The real issue is finding instrument and effect plugins that work on Linux. The popular ones are all windows or Mac only because they depend on DRM control software that doesn't work on Linux.
Reaper is the GOAT
Another option for using vsts is to run the Windows version of reaper in wine and load in your vsts the same way.
The windows version of reaper was built with full wine compatibility in mind so doing it this way might provide less resistance than trying to get things working with yabridge
I've always struggled installing it on wine. But I've never been good at wine and other windows translation stuff outside of letting things like steam and heroic install and manage those things for me.
Yabridge exist for windows plugins. Surprisingly works pretty good. My arturia pack works w/o any major issues. There is some virtual monitor thingy I do on sway to workaround weird performance bug. But I don't think it should surface on kde for example.
As for Reaper, DAWs and Linux: Make sure to have low latency setup for pipewire. I had to configure some stuff on arch and add pipewire latency variable with lowest values that my interface can handle to launch option for reaper. I prefer playing and practicing on Linux over the windows in terms of latency now. For how messy pipewire can be, when it's setup correctly, it's magnitudes better than windows for low latency audio not just because of latency, but because of current windows audio drivers limitations. I no longer record or edit for quiet some time, so can't say how it compares to other DAWs. Also why I'm personally using reaper: it's intuitive, fast, fair price, good terms (perpetual license with updates, there is eol for updates, but it's focused on specific version release, and for how release cycle goes it can last almost a decade, and you can still use the older versions after update eol, but better read terms yourself), and It has trial period over which I decided that it's best suited for me.
I would be interested in any resources you have on improving latency with pipework. Windows has the ASIO driver which gives direct access to the Audi interface. I didn't think pipewire was able to match it, but I'll be glad to be wrong.
I took a brief looked at yabridge a while ago, but struggled. Sounds like I should revisit it.
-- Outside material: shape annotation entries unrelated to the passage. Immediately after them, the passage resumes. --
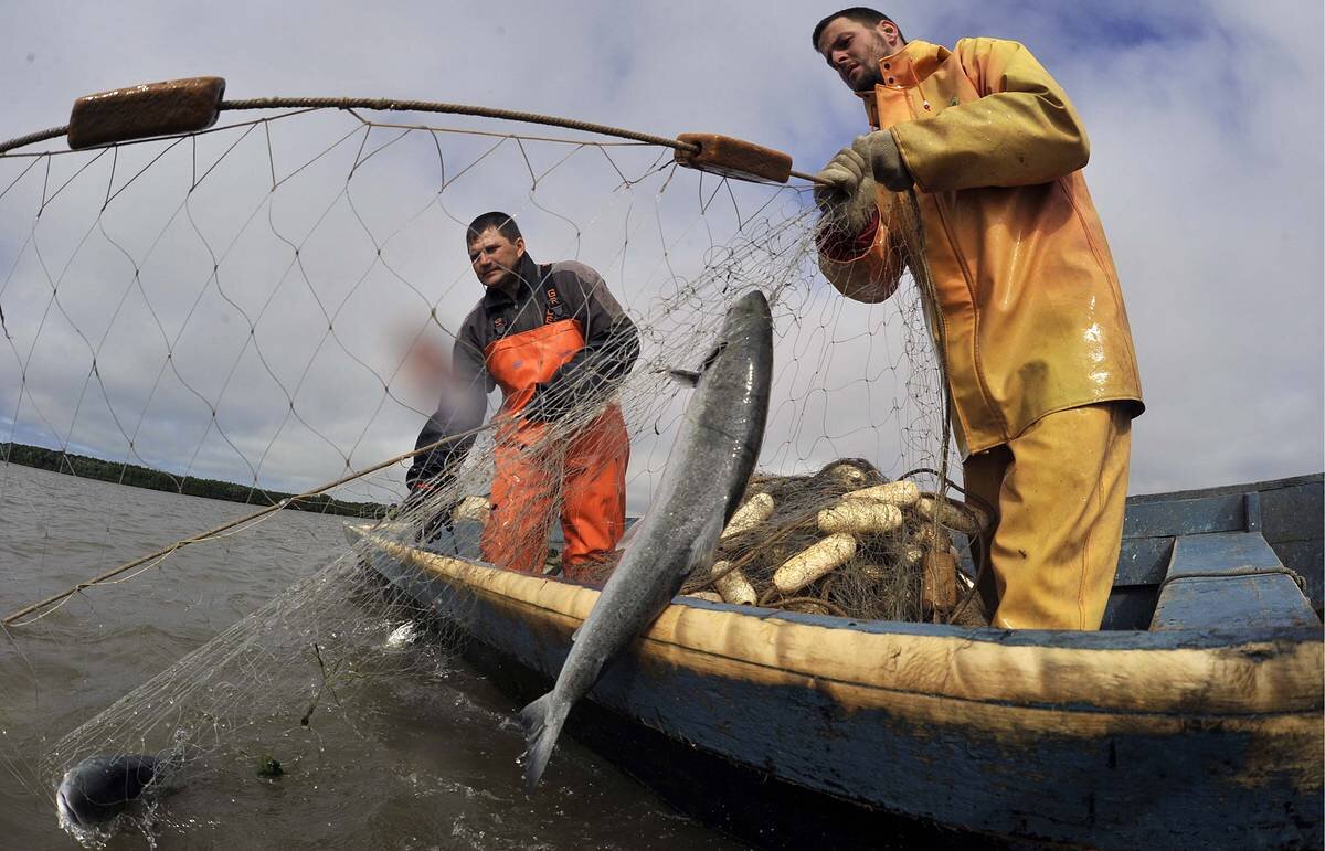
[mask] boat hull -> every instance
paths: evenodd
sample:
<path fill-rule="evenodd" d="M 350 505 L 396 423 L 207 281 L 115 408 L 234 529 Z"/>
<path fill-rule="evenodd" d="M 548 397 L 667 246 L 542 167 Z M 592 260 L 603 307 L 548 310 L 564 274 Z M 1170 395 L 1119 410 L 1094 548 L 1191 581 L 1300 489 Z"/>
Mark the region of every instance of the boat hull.
<path fill-rule="evenodd" d="M 363 536 L 374 570 L 511 681 L 554 677 L 598 596 Z M 604 671 L 588 726 L 729 762 L 876 840 L 1320 847 L 1321 648 L 1320 628 L 1008 632 L 678 598 Z M 680 770 L 617 756 L 655 786 Z"/>

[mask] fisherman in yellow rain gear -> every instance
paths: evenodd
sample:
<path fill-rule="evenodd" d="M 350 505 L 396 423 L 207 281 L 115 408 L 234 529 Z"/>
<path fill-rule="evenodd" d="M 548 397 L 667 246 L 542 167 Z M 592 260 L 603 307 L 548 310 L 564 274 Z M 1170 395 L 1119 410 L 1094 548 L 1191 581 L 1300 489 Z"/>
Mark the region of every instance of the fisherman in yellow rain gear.
<path fill-rule="evenodd" d="M 901 231 L 914 194 L 965 484 L 996 509 L 991 622 L 1097 630 L 1143 406 L 1081 119 L 1015 41 L 908 42 L 856 7 L 814 46 L 872 129 L 818 175 L 820 266 L 848 298 L 892 296 L 920 260 Z"/>

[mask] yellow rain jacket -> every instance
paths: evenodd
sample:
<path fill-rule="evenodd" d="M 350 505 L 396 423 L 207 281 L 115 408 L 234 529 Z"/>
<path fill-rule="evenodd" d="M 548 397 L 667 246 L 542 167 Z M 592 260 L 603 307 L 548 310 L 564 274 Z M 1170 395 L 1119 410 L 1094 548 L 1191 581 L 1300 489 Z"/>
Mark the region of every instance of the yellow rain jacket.
<path fill-rule="evenodd" d="M 912 41 L 863 94 L 916 178 L 953 426 L 963 456 L 1055 411 L 1143 410 L 1118 276 L 1081 168 L 1089 142 L 1048 72 L 1015 41 Z M 844 296 L 888 298 L 909 262 L 909 200 L 880 187 L 880 225 L 822 244 Z M 894 228 L 889 228 L 889 223 Z"/>

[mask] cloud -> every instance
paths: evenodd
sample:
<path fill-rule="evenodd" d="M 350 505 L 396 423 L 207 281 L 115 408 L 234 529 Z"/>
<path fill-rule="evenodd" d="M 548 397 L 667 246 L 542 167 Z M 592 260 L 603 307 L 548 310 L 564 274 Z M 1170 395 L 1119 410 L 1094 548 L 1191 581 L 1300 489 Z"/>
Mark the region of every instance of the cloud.
<path fill-rule="evenodd" d="M 856 98 L 808 45 L 827 11 L 19 3 L 8 16 L 15 25 L 0 34 L 8 81 L 0 135 L 61 123 L 82 93 L 211 73 L 228 78 L 231 98 L 421 98 L 660 135 L 726 133 L 790 151 L 812 171 L 865 129 Z M 1023 41 L 1081 113 L 1093 142 L 1086 178 L 1122 278 L 1149 406 L 1134 428 L 1133 490 L 1325 467 L 1320 9 L 1007 1 L 889 11 L 913 38 Z M 40 220 L 42 195 L 86 156 L 52 158 L 49 175 L 41 164 L 0 196 L 0 308 L 13 335 L 0 349 L 4 433 L 273 488 L 318 484 L 347 463 L 363 467 L 412 445 L 429 390 L 398 367 L 415 334 L 445 345 L 477 298 L 458 245 L 473 213 L 517 212 L 537 258 L 591 262 L 632 313 L 660 329 L 670 327 L 655 312 L 674 294 L 673 276 L 702 268 L 737 216 L 730 200 L 706 200 L 692 174 L 661 195 L 662 179 L 620 191 L 617 168 L 637 176 L 656 156 L 640 148 L 521 150 L 420 133 L 392 142 L 399 131 L 368 133 L 339 113 L 241 135 L 172 150 L 99 220 L 107 194 L 159 148 L 122 148 L 114 179 L 110 159 L 89 166 Z M 351 178 L 355 159 L 384 143 Z M 319 154 L 270 191 L 273 174 L 285 178 Z M 0 160 L 0 191 L 26 166 Z M 444 180 L 453 183 L 439 195 Z M 702 186 L 717 188 L 712 179 Z M 766 198 L 745 190 L 749 205 L 738 209 Z M 800 204 L 780 198 L 772 213 Z M 901 305 L 844 302 L 822 281 L 792 304 L 800 322 L 779 325 L 782 400 L 766 463 L 810 469 L 865 455 L 900 472 L 916 455 L 905 448 L 910 418 L 925 420 L 906 395 L 908 314 Z M 705 308 L 685 305 L 681 315 Z M 649 412 L 674 426 L 680 399 Z M 665 457 L 666 436 L 652 435 L 648 419 L 632 422 L 632 510 Z"/>

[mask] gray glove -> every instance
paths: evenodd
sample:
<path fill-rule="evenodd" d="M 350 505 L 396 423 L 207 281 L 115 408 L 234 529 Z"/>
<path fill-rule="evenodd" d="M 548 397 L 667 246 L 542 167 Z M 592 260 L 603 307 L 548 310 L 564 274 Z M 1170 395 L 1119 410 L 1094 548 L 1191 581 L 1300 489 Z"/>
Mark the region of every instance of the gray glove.
<path fill-rule="evenodd" d="M 876 211 L 874 178 L 860 151 L 841 148 L 815 175 L 815 203 L 825 220 L 851 233 L 859 233 L 869 224 Z"/>
<path fill-rule="evenodd" d="M 901 151 L 897 150 L 897 139 L 888 130 L 856 137 L 856 141 L 851 143 L 851 150 L 869 163 L 874 180 L 893 192 L 905 192 L 916 186 L 916 178 L 906 168 Z"/>

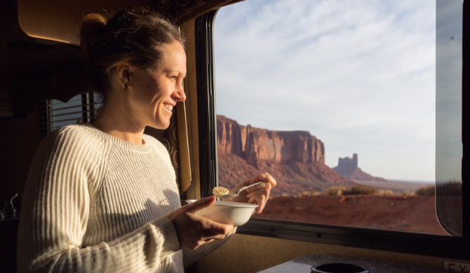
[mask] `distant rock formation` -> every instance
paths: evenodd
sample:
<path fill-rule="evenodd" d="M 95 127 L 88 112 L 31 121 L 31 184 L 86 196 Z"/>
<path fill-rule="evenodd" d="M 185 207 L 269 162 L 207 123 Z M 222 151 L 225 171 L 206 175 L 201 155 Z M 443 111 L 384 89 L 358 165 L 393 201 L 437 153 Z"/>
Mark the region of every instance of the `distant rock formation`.
<path fill-rule="evenodd" d="M 361 182 L 385 182 L 389 183 L 387 179 L 380 177 L 372 176 L 361 169 L 358 167 L 358 155 L 357 153 L 353 154 L 353 158 L 349 158 L 346 157 L 344 158 L 340 158 L 338 160 L 338 165 L 333 168 L 333 171 L 340 174 L 342 176 L 347 179 L 351 179 L 358 183 Z"/>
<path fill-rule="evenodd" d="M 299 195 L 332 186 L 356 185 L 325 164 L 325 146 L 305 131 L 272 131 L 217 116 L 219 185 L 232 188 L 267 172 L 277 181 L 273 195 Z"/>

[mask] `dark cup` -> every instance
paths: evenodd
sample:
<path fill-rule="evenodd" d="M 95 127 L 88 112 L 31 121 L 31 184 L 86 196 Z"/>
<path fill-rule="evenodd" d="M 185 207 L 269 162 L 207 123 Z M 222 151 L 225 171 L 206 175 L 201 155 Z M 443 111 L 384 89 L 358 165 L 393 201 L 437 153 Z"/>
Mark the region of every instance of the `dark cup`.
<path fill-rule="evenodd" d="M 315 273 L 369 273 L 368 268 L 353 263 L 331 262 L 322 263 L 311 267 Z"/>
https://wiki.archlinux.org/title/Professional_audio https://wiki.archlinux.org/title/PipeWire I had some stuff on arch not working from the box, and interface selecting wrong type, which added latency as well. I managed to debug most of my stuff using those 2 pages and pipewire documentation. You may not need most of it on another distro. But it's a good read either way. I changed way too much and long time ago to remember everything though. If everything setup correctly, setting lowest interface supported values for pipewire latency should do the trick (point 3.1.3 on pipewire arch wiki page), without it pipewire will default to the default config option, hence why you probably felt the delay.